Scientists Test Recycled Flyash Building Block

Scientists Test Recycled Flyash Building Block

Scientists at the Oak Ridge National Laboratory are testing a new, lightweight construction material made from recycled flyash from coal-fired power stations.

The concrete blocks made from 70% flyash weigh around one-fifth as much as conventional concrete blocks, and are being tested for one year at a Habitat for Humanity home to be built in northern Georgia. Walls made from the blocks will be tested for energy efficiency and air-tightness. The results will be compared to data obtained from insulation monitoring carried out at two other buildings constructed more than a year ago.

“One of the unique aspects of this particular research project is that it helps the supply of energy by utilizing historic waste stream – being flyash from coal-fired power plants – and enhances the country’s efforts to improve energy efficiency by providing an energy efficient construction material,” said Jeff Christian, Director of ORNL’s Building Technology Center.

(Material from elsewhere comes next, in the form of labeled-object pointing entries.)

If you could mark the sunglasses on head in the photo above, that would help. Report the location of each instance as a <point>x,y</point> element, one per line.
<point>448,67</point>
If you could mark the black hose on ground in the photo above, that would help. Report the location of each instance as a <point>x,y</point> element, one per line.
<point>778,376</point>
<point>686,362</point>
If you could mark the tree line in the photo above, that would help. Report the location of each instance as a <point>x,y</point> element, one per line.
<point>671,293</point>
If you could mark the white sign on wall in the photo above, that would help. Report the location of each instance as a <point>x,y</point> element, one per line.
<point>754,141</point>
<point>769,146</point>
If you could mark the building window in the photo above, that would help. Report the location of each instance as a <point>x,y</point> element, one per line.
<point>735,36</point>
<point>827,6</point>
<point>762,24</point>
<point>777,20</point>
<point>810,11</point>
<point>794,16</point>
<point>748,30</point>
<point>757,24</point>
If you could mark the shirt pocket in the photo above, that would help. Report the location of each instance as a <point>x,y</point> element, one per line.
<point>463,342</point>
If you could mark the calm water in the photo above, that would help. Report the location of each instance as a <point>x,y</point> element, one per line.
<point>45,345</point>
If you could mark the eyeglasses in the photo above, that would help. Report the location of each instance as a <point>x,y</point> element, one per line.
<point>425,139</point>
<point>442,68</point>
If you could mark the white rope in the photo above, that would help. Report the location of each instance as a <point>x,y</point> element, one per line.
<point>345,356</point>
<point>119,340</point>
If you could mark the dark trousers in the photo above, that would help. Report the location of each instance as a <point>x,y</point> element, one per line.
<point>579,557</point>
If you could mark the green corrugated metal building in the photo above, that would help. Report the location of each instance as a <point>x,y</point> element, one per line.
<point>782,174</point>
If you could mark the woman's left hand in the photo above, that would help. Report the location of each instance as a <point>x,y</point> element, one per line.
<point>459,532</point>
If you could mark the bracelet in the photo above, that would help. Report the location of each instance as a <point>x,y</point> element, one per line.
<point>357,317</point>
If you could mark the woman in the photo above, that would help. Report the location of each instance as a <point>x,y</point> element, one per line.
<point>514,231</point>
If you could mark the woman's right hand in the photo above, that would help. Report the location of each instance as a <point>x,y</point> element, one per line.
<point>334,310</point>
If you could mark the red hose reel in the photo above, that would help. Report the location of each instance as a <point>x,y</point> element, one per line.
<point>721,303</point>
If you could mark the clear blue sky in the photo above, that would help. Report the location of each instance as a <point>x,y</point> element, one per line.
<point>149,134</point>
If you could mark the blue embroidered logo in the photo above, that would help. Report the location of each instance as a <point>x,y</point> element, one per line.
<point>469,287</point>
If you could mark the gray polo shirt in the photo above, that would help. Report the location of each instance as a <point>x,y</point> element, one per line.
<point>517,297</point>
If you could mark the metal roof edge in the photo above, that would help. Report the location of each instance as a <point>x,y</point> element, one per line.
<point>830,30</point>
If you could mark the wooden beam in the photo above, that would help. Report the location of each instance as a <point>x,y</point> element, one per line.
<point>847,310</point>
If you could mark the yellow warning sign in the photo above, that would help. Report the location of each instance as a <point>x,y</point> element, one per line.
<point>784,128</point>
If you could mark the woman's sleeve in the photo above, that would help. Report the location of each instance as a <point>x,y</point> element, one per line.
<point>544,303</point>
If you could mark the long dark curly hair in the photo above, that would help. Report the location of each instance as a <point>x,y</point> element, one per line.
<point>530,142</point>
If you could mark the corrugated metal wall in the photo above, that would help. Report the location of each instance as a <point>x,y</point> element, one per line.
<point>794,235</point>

Preliminary tests on the blocks have indicated that they can produce a thermal mass effect, absorbing the sun’s energy during the day and radiating it into a home at night, long after the sun has set. This allows a building to remain relatively cool during the day, but warm at night, Christian told edie. However, this characteristic is climate-specific, applying to regions with sunshine during the day and that are cold at night.

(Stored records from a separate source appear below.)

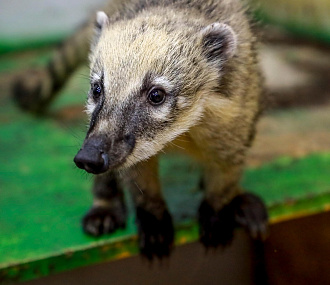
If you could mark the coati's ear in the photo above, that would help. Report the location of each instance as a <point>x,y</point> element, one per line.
<point>101,20</point>
<point>219,42</point>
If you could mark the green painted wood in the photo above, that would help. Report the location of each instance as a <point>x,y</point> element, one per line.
<point>43,196</point>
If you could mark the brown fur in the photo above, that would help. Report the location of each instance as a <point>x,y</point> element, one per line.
<point>203,54</point>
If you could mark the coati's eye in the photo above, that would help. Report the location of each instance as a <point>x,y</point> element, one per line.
<point>97,90</point>
<point>156,96</point>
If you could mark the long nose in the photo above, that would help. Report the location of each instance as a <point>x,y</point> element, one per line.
<point>91,158</point>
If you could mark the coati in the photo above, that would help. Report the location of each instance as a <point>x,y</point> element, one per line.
<point>163,74</point>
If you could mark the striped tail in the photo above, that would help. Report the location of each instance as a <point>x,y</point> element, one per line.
<point>35,89</point>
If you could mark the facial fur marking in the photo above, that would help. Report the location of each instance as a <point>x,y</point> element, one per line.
<point>96,113</point>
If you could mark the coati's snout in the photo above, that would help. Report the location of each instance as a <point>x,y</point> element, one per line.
<point>99,154</point>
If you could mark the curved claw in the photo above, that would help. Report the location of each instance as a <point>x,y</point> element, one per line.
<point>156,235</point>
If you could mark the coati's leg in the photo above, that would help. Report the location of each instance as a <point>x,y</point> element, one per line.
<point>108,211</point>
<point>156,233</point>
<point>225,206</point>
<point>36,88</point>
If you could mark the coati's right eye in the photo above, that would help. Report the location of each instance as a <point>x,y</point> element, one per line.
<point>97,90</point>
<point>156,96</point>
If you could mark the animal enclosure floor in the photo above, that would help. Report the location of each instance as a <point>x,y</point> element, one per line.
<point>43,196</point>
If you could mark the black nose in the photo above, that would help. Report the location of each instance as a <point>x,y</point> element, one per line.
<point>92,160</point>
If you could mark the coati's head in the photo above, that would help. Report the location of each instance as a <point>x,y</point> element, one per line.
<point>148,81</point>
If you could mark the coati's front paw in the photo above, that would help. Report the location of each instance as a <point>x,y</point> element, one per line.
<point>216,227</point>
<point>156,235</point>
<point>103,220</point>
<point>251,213</point>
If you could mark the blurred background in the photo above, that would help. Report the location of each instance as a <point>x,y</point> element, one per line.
<point>42,195</point>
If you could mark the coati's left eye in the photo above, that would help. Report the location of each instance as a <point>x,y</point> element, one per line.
<point>97,90</point>
<point>156,96</point>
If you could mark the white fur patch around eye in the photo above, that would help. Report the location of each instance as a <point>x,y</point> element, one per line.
<point>95,77</point>
<point>162,81</point>
<point>90,106</point>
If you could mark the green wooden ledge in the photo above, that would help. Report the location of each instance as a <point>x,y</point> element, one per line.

“The thermal mass benefits of the autoclaved aerated concrete wall can result in a home as energy efficient as a typical home constructed of two-by-fours in the Knoxville area,” Christian said.

The lower weight of the blocks can be a drawback. “Their compressive strength is not as strong,” Christian told edie. “It generally means that there is some reinforcing that might be needed.” This is carried out by drilling a hole from the top to the bottom of a stack of the blocks in the corners of a new building into which the strengthening is inserted, and renders the system adequate for one to two story buildings.

The project is designed to help the Department of Energy achieve its goals of providing energy supply in an environmentally responsible manner and promote energy conservation, the researchers say. The blocks are available commercially.